The biggest change to personal income taxes was the introduction of a third tax rate, to be levied at 50% on income over £150,000. The new rate will take effect in April 2010. (There are currently two personal income tax rates - the basic 20% rate, which applies to taxable income up to £37,400, and the higher 40% rate, which applies to taxable income over £37,400.)
The government had originally said in the November 2008 pre-Budget report that the new tax rate would be 45% and that it would take effect in April 2011. In his Budget speech, Chancellor of the Exchequer Alistair Darling said he decided to increase the new tax rate and implement it a year earlier "to help pay for additional support for people now".
The government also announced that starting in April 2010, the personal tax allowance would be gradually reduced to nil for those with adjusted net income over £100,000. Also, starting in April 2011, tax relief on pension contributions will be restricted to the basic rate for individuals with an annual income of £150,000 or higher. The government said that in anticipation of this new restriction, it would implement special rules, to apply from 22 April 2009, which will restrict the higher-rate tax relief on pension contributions for individuals.
The foreign profits reform package will take effect this year. Starting 1 July 2009, foreign dividends received by UK companies will be exempt from UK corporate income tax. The exemption will be accompanied by a worldwide debt cap on interest, under which finance expenses payable by UK members of a group of companies will be subject to a cap equal to the consolidated gross finance expense of that group. The debt cap rules will apply to finance expenses payable in accounting periods beginning on or after 1 January 2010.
As part of the reform package, the Treasury Consents rules (which require companies to get approval from HM Treasury before they undertake certain transactions involving subsidiaries that reside outside the UK) will be repealed and replaced by a post-transaction information reporting requirement, which will apply to transactions undertaken on or after 1 July 2009.
Because of the new foreign dividend exemption, the exemption for superior and non-local holding companies and the acceptable distribution policy exemption will be removed from the controlled foreign companies rules. The changes to the CFC regime will take effect for accounting periods starting on or after 1 July 2009, though a two-year transition period will be available for some holding companies.

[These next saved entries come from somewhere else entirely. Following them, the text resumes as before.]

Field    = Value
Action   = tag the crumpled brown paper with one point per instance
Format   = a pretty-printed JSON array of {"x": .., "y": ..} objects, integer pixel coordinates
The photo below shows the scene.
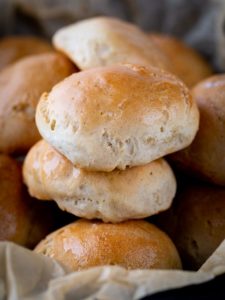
[{"x": 25, "y": 275}]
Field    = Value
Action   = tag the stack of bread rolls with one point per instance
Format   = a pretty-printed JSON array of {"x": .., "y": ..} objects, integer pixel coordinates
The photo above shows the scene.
[
  {"x": 105, "y": 132},
  {"x": 97, "y": 138}
]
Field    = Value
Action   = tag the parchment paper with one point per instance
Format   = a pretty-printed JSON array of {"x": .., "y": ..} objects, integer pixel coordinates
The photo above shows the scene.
[{"x": 26, "y": 275}]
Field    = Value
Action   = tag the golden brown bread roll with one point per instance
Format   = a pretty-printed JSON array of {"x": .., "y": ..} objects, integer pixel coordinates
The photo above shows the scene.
[
  {"x": 113, "y": 196},
  {"x": 22, "y": 220},
  {"x": 186, "y": 63},
  {"x": 196, "y": 222},
  {"x": 132, "y": 244},
  {"x": 15, "y": 47},
  {"x": 117, "y": 116},
  {"x": 104, "y": 41},
  {"x": 21, "y": 85},
  {"x": 205, "y": 156}
]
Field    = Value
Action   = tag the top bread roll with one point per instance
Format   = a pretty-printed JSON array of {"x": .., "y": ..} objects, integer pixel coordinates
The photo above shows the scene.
[
  {"x": 105, "y": 41},
  {"x": 117, "y": 116},
  {"x": 14, "y": 48},
  {"x": 21, "y": 85},
  {"x": 205, "y": 156},
  {"x": 187, "y": 64}
]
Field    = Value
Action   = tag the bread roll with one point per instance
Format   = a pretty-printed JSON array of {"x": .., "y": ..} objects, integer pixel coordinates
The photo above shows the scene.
[
  {"x": 21, "y": 85},
  {"x": 196, "y": 222},
  {"x": 104, "y": 41},
  {"x": 187, "y": 64},
  {"x": 15, "y": 47},
  {"x": 22, "y": 220},
  {"x": 132, "y": 244},
  {"x": 113, "y": 197},
  {"x": 117, "y": 116},
  {"x": 205, "y": 156}
]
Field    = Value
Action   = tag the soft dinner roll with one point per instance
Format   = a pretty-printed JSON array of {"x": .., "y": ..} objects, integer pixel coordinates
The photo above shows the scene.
[
  {"x": 15, "y": 47},
  {"x": 113, "y": 196},
  {"x": 117, "y": 116},
  {"x": 22, "y": 220},
  {"x": 187, "y": 64},
  {"x": 196, "y": 222},
  {"x": 105, "y": 41},
  {"x": 206, "y": 155},
  {"x": 21, "y": 85},
  {"x": 132, "y": 244}
]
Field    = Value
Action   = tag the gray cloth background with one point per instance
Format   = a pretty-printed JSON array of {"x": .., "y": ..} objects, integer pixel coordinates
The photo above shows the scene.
[{"x": 201, "y": 23}]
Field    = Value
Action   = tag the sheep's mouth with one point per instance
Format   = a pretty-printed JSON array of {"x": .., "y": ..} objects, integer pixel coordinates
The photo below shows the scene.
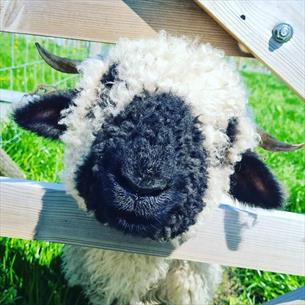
[{"x": 145, "y": 215}]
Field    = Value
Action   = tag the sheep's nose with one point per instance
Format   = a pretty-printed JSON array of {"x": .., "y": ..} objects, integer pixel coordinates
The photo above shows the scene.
[{"x": 147, "y": 168}]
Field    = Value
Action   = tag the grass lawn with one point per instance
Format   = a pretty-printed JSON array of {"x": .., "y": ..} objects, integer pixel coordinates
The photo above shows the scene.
[{"x": 30, "y": 271}]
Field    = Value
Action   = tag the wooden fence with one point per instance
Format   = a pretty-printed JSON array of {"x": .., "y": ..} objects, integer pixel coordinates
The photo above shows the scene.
[{"x": 244, "y": 237}]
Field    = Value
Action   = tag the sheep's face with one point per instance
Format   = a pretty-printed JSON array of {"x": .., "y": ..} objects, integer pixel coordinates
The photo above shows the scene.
[
  {"x": 149, "y": 145},
  {"x": 146, "y": 172}
]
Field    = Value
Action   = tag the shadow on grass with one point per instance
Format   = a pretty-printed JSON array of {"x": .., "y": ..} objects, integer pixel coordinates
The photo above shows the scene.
[{"x": 35, "y": 284}]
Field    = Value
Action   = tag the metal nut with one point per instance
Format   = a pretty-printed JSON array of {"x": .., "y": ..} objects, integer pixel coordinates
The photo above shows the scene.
[{"x": 282, "y": 32}]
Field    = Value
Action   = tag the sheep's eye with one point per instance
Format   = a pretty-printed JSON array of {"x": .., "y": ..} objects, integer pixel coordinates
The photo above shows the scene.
[{"x": 109, "y": 77}]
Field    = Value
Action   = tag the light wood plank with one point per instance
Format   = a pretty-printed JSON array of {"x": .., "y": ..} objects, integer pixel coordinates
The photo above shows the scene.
[
  {"x": 252, "y": 238},
  {"x": 255, "y": 31},
  {"x": 296, "y": 297},
  {"x": 107, "y": 21}
]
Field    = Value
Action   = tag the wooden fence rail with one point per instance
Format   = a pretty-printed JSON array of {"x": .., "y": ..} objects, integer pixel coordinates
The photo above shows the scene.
[{"x": 243, "y": 237}]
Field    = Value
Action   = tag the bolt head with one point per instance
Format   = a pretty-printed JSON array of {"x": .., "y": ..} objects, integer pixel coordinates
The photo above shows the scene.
[{"x": 282, "y": 32}]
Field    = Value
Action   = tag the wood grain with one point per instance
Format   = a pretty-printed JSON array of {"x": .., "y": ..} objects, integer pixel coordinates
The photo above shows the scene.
[
  {"x": 254, "y": 30},
  {"x": 296, "y": 297},
  {"x": 251, "y": 238},
  {"x": 107, "y": 21}
]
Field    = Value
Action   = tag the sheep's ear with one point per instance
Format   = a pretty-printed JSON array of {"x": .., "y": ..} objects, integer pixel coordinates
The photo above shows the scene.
[
  {"x": 42, "y": 114},
  {"x": 254, "y": 184}
]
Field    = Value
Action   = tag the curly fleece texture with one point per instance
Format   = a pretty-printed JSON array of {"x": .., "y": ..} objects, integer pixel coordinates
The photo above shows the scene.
[
  {"x": 146, "y": 171},
  {"x": 214, "y": 93}
]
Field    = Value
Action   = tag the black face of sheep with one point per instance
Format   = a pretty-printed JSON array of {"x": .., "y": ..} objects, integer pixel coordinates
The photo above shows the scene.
[{"x": 146, "y": 172}]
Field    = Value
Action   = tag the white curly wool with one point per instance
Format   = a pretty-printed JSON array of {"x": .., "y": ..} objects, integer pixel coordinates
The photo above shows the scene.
[{"x": 201, "y": 76}]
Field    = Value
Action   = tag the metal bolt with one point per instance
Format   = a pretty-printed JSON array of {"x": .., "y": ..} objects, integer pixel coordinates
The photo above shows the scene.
[{"x": 282, "y": 32}]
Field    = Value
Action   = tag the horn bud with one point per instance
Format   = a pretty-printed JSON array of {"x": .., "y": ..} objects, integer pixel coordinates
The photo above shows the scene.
[
  {"x": 61, "y": 64},
  {"x": 272, "y": 144}
]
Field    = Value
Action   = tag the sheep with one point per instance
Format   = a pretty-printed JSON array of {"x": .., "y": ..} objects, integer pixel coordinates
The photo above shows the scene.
[{"x": 156, "y": 135}]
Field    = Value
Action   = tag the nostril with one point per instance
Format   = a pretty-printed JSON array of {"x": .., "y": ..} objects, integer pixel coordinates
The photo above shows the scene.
[{"x": 141, "y": 185}]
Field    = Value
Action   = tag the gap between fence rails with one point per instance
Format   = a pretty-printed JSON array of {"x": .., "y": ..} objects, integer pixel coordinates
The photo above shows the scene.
[{"x": 241, "y": 237}]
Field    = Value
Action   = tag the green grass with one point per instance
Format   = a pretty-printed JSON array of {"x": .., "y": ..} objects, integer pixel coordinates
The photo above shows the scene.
[{"x": 30, "y": 271}]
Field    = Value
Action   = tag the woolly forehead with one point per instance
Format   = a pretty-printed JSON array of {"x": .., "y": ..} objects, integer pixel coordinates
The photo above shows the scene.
[{"x": 196, "y": 73}]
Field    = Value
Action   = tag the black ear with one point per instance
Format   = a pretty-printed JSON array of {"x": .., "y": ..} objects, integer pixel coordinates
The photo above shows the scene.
[
  {"x": 42, "y": 114},
  {"x": 254, "y": 184}
]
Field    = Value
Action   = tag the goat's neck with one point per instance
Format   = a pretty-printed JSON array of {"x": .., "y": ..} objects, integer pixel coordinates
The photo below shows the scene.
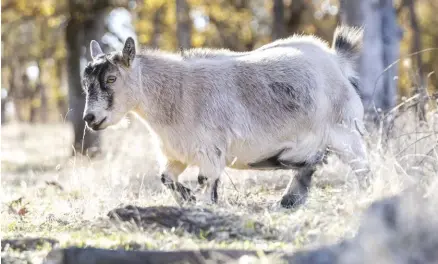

To spur economic growth and increase the competitiveness of UK businesses, the government also called for an increase in capital allowances for new investment to 40% for one year; the development of a £750 million Strategic Investment Fund to support advanced industrial projects of "strategic importance", of which a third of the funding will be applied to low-carbon projects; and a review of the UK's tax treatment of intellectual property.